I know from experience, that we never know what a poet is thinking when they write, and that many poems are not intended to be interpreted.  My own writing is often an expression of an emotion or idea or post-card of an experience that at the time of its writing leaves me with different impressions than it does years later, when the inner workings of my subconscious is more evident. Poetry, particularly, confessional poetry, can be a substitute for talk therapy for the poet.  I see in Cummings work, and this may just be me projecting, Cummings interest in Freudian therapy and that processes’ fascination with childhood experiences and our relationships with our Father and Mother.   

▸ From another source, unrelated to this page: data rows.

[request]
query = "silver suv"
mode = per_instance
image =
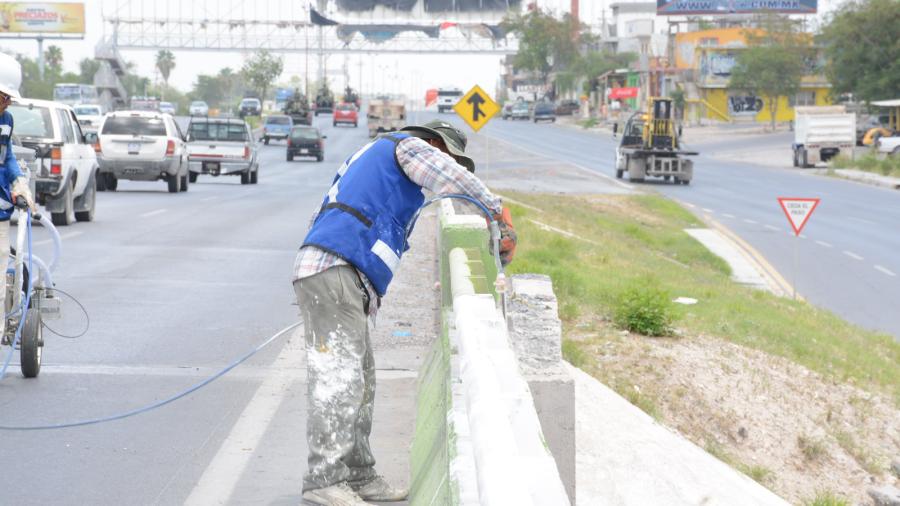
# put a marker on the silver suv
(142, 146)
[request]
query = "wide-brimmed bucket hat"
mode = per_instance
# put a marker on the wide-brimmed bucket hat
(453, 138)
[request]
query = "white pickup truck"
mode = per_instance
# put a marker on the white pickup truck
(822, 133)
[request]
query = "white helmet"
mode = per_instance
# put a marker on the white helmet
(9, 90)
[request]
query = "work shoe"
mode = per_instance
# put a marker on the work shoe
(340, 494)
(378, 489)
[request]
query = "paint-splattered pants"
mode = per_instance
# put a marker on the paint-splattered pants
(341, 378)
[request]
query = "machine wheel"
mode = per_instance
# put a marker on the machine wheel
(32, 344)
(91, 197)
(173, 182)
(67, 217)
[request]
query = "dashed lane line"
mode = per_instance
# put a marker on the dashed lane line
(885, 270)
(153, 213)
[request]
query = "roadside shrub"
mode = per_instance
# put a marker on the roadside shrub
(644, 308)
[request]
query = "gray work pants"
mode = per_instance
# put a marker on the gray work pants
(340, 378)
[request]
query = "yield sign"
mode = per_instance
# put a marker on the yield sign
(798, 211)
(476, 108)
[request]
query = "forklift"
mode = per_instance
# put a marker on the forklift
(650, 146)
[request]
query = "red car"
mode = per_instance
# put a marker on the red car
(346, 113)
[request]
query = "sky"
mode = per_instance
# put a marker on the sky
(386, 73)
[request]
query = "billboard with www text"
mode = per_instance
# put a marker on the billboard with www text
(695, 7)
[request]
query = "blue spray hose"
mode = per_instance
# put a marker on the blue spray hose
(232, 365)
(25, 303)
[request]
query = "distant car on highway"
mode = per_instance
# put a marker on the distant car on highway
(306, 141)
(89, 115)
(277, 126)
(142, 146)
(167, 108)
(520, 110)
(66, 165)
(222, 147)
(345, 113)
(250, 107)
(544, 111)
(198, 108)
(567, 107)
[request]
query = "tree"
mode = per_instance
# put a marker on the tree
(165, 62)
(262, 70)
(87, 68)
(861, 50)
(774, 61)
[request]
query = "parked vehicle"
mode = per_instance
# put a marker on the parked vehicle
(68, 167)
(276, 126)
(385, 116)
(822, 133)
(306, 141)
(89, 116)
(567, 107)
(250, 107)
(142, 146)
(222, 147)
(544, 111)
(651, 146)
(345, 113)
(447, 98)
(520, 110)
(198, 108)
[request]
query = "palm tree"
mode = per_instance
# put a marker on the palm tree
(165, 62)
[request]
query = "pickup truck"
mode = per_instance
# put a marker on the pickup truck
(822, 133)
(66, 167)
(222, 147)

In the second poem I selected what I read as an inner dialogue with his Father.  The loss of that relationship at a time that Estlin had not achieved critical success or success in his personal life, leaves a lasting aspect of disappointment between the two that is hard to shake.   Edward (the elder) departed his son’s life while his life was still in chaos.  Having spent a lot of time in my life in a church as a child and as a young man, watching a minister talk, with whom I had a less than favorable personal relationship, I can tell you from experience that you watch the hypocrisy as well as brilliance that comes out of that person’s mouth with great focus.  You stare directly at their face as they are talking with a mixture of fascination and horror. Cummings watched his father from the front pew for hundreds of sermons. Regardless of whom Cummings is thinking about, he pays the orator a great compliment, “the best mouth I have seen on any man.”  I will you leave it to you to figure out what the entirety of the poem means to you and not bias you further in my personal interpretation. 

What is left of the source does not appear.